By Alessandro Pasetti
Dateline: 16 April: “Good morning. I’m Tadaaki Naito, and I have been appointed as the new President of NYK Line as of today. I’d like to take this opportunity to share with you my thoughts as I step up to this new position.”
However, Mr. Naito didn’t get off to the greatest of starts – at least on the evidence of NYK’s share performance since he took office. Enthusiasm was shortlived – after a four-week rise, during which NYK stock almost hit its one-year high, it has subsequently lost 16 per cent of its value since 18 May, amounting to a net loss of 7 per cent over the period. Its shares now trade significantly below book value.
In that opening speech, Mr. Naito outlined management policy (“sound and proactively bold”), while praising innovation (“NYK has always been an innovator”) and the appeal of a group that, to paraphrase his own words, would continue to be one the best companies to work for in Japan. Investors need more reassurance, however, not least because if things do not go according to plan, they may be the last port of call for a large fundraising round. NYK’s capital structure doesn’t look good indeed.
More than shipping
Mr. Naito placed emphasis on the company’s strong commitment to its plan “More Than Shipping 2018 — Stage 2 Leveraged by Creative Solutions.”
If you are puzzled, you are in good company. Over the past few months I have been commissioned to write a series of analyses for The Loadstar on the financial health of publicly listed companies in the freight and logistics sector, and I have yet to read a set of reports that so appear to have been written with the aim of keeping investors firmly in the dark.
If anything, NYK has proved way too creative over the years, without delivering. Not only is its assets base too diverse, but its financials are complex. They are not clearly presented, and the message the company tries to communicate to investors is not what you’d expect from a public company. When it comes to value, simplicity is the answer, but NYK seems to have a different focus.
“While shipping remains our core business, we are also following a differentiation strategy through a wide range of marine, land, and air services beyond the boundaries of traditional shipping,” Mr. Naito said.
To be sure, trading conditions are tough in its core markets, but growing assets for the sake of it is a strategy that rarely pays off. It is one thing to run a diversified company, but a wholly different thing to run an overly diversified conglomerate showing sub-par returns across different segments, while capital structure at group level is not properly balanced. NYK’s stretched financials are not very different from those of its troubled domestic rival Mitsui OSK Lines (MOL): its market cap as percentage of enterprise value stands at 42 per cent versus MOL’s 31 per cent.
Over-diversification is often a problem for Japanese firms, and hinders performance.
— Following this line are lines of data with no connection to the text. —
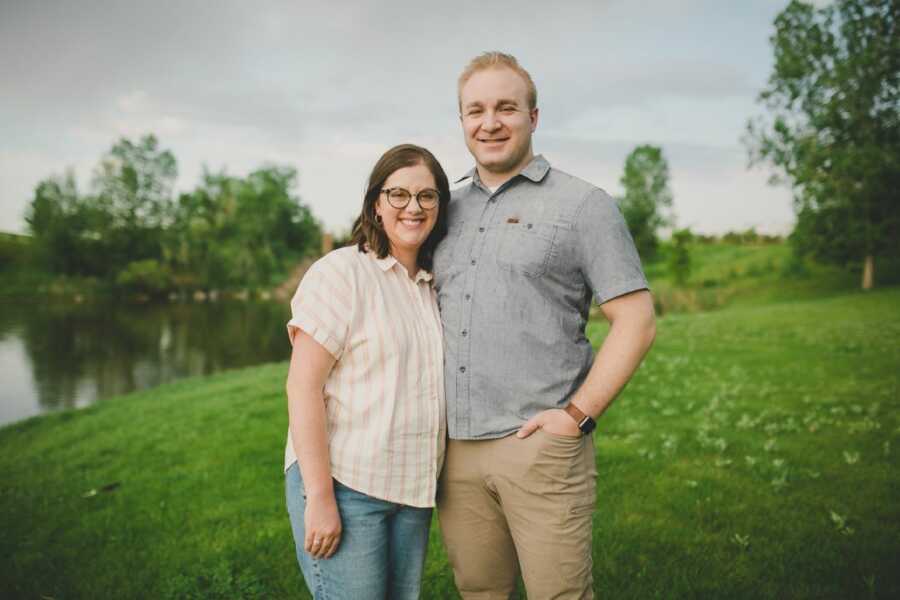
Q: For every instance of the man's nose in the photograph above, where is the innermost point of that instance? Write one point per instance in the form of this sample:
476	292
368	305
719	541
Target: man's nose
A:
490	123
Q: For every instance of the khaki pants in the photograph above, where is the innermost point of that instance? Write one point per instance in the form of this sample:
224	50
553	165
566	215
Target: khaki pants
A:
512	503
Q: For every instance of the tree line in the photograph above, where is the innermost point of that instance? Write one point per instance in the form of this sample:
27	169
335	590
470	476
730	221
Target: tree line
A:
132	233
832	132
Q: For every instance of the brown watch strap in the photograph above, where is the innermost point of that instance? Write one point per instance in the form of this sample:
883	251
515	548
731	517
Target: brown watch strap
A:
575	413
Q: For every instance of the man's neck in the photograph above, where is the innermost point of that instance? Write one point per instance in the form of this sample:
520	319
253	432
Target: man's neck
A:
494	180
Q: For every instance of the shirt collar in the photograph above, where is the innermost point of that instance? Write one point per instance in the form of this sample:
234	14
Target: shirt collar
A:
536	170
389	262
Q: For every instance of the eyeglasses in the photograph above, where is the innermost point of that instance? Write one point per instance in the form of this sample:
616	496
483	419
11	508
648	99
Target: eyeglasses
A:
400	197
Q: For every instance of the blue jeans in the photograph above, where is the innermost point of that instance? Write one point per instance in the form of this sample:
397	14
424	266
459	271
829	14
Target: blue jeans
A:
382	549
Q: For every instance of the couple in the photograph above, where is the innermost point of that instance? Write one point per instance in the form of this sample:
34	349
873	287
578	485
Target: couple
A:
380	377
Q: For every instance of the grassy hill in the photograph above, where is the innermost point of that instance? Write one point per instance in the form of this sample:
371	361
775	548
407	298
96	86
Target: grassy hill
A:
732	274
754	454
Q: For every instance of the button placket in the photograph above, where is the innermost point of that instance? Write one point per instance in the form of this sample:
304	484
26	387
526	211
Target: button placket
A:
477	249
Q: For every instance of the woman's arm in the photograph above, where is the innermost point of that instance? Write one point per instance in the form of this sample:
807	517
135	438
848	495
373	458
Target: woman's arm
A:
310	366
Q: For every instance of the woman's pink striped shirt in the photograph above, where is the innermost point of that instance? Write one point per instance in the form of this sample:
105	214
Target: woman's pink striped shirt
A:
384	398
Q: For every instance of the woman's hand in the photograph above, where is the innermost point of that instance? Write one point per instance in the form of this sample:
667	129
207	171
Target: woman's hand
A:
323	526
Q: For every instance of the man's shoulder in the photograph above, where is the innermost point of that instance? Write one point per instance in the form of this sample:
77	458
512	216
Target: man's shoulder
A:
571	187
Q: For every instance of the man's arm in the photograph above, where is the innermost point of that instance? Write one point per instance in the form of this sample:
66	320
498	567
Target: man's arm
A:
631	333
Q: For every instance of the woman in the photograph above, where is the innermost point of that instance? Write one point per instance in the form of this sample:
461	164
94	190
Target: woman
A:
365	391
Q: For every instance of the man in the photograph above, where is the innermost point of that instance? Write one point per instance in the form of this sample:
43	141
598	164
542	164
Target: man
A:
528	248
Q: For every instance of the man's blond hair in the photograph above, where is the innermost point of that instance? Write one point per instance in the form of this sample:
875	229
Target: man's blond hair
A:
496	60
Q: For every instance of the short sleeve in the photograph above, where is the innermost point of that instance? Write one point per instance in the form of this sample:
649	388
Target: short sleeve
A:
609	260
323	304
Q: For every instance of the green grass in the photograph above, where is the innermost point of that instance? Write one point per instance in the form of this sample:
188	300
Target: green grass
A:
754	454
728	275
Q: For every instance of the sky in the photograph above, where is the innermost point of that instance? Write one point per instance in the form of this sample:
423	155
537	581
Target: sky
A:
328	87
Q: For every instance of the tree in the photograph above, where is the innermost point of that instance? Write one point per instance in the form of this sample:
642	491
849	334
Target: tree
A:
133	186
680	257
647	200
833	129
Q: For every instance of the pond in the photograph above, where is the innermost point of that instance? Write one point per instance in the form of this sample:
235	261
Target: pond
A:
58	355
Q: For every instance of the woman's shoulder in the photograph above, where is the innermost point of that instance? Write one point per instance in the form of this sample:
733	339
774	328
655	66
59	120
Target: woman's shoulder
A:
343	262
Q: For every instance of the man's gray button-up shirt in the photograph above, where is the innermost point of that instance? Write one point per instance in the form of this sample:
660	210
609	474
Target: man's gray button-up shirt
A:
515	277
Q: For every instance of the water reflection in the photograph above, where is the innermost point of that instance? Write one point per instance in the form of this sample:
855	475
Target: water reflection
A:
81	353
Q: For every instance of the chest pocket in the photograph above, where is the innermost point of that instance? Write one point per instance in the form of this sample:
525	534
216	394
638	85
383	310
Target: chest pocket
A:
528	247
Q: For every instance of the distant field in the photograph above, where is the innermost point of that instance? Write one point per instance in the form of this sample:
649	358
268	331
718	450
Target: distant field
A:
726	274
754	455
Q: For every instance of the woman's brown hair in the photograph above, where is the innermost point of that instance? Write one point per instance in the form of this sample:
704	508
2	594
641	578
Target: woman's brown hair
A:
368	233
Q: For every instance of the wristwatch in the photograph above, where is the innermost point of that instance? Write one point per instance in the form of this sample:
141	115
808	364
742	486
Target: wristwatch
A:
585	423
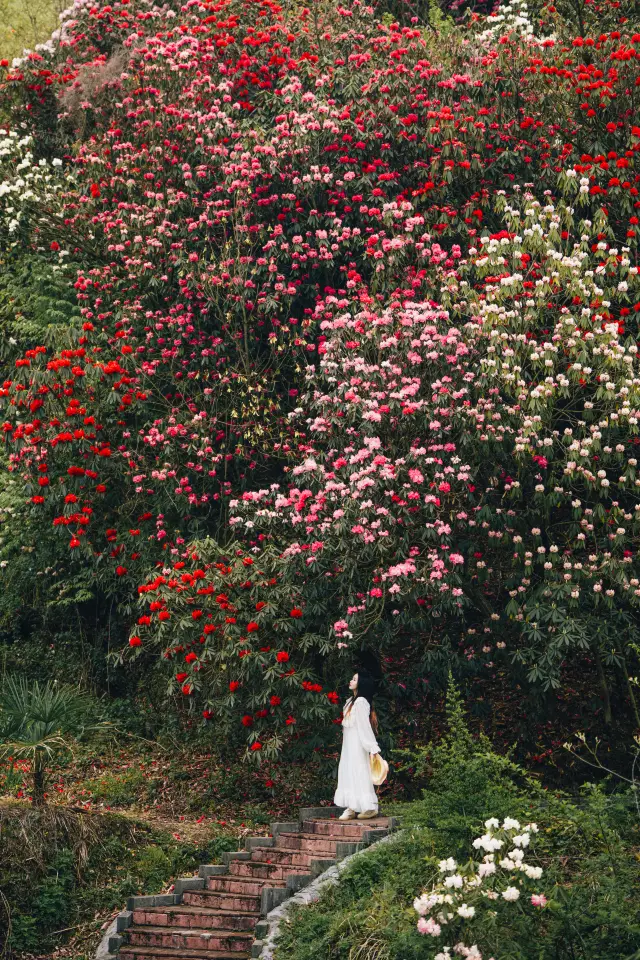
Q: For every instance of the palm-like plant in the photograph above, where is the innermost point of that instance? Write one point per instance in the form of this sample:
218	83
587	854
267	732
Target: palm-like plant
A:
38	720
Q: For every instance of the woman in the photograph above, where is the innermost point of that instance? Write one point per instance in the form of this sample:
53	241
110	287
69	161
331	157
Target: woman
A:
355	787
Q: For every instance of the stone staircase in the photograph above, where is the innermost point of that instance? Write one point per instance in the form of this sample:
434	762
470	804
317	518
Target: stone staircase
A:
219	914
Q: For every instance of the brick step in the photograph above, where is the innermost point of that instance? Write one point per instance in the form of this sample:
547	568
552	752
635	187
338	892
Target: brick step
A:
185	915
130	952
224	902
274	855
226	941
309	843
263	871
343	829
250	886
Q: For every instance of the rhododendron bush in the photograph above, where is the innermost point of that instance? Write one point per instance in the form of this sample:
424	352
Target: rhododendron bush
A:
318	294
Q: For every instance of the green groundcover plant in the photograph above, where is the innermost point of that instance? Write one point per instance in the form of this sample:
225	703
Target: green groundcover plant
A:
556	878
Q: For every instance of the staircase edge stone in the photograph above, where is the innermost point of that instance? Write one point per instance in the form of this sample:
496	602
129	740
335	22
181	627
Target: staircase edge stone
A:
312	891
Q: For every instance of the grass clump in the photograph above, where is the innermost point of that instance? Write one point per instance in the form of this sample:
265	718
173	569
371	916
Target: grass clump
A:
63	870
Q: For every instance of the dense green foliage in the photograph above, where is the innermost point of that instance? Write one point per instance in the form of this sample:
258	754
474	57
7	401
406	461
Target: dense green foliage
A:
586	847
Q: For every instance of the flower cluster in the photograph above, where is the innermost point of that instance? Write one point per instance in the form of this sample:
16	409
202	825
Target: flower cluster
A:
360	312
466	890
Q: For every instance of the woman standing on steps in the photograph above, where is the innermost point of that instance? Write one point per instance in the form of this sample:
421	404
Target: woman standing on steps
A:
355	784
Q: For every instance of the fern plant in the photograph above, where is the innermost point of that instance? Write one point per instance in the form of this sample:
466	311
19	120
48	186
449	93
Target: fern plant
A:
37	721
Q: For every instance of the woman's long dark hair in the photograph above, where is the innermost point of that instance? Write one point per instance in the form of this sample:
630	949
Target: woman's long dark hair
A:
365	689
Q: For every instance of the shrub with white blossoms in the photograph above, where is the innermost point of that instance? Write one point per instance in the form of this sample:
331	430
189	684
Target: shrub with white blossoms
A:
27	186
466	890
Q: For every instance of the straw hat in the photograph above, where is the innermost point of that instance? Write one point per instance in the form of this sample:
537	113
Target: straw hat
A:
379	769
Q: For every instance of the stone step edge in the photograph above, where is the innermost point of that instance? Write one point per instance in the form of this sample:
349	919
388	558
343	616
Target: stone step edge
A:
271	898
267	930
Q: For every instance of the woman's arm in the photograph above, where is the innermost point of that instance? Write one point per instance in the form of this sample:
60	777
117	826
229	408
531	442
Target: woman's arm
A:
363	726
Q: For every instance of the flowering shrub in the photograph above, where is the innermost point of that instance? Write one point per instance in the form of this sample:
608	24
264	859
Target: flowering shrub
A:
487	886
342	299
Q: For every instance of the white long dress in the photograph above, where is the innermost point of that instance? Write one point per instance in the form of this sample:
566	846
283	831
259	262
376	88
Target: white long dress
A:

With seven different business units of completely unrelated assets, such as real estate and cruise, management could easily get lost – “focus” ought to be the mantra, while diversification is a weakness.
Its return on equity is projected to rise to 12 per cent in 2018, from 5 per cent in 2014, on the back of rising revenues (from ¥2.3trn to ¥2.5trn), a surge in operating income (from ¥70bn to ¥120bn) and declining debts (from ¥1.1trn to ¥1trn).
Even though these figures are not converted into U.S. dollars, it’s easy to gauge that net leverage, once depreciation and amortization are taken into account, is at a critical level and could remain problematic for some time. Ambitious plans and projections are good on paper, but NYK needs more than that – it needs deeper cost cuts. For instance, in fiscal 2013, the group achieved “cost reductions of ¥25.7bn,” which were well below expectations. “Initially, we targeted cost reductions of ¥30bn, but because we had to accelerate the navigation speed of certain vessels, fuel costs rose, and we were unable to reach the target. Going forward, lowering fuel costs will remain central to cost reduction efforts,” NYK said. However, lowering fuel costs does not differentiate NYK; lowering fuel costs is central to cost reduction efforts of every shipping company in the world.
The number of operating vessels has disproportionally risen in recent years, and may have topped out simply because NYK does not boast the scale to compete economically with many of its largest rivals on a global scale.
In its 2014 annual results, titled “Taking a step forward”, the group said it was “leveraging and achieving differentiation by honing technological capabilities and professional skills.” NYK discussed this month the outlook for its core operating units, whose prospects are a tad better than those of MOL. But delivering value – something that has not been done for a few years now – should be the top priority of any comprehensive new strategy.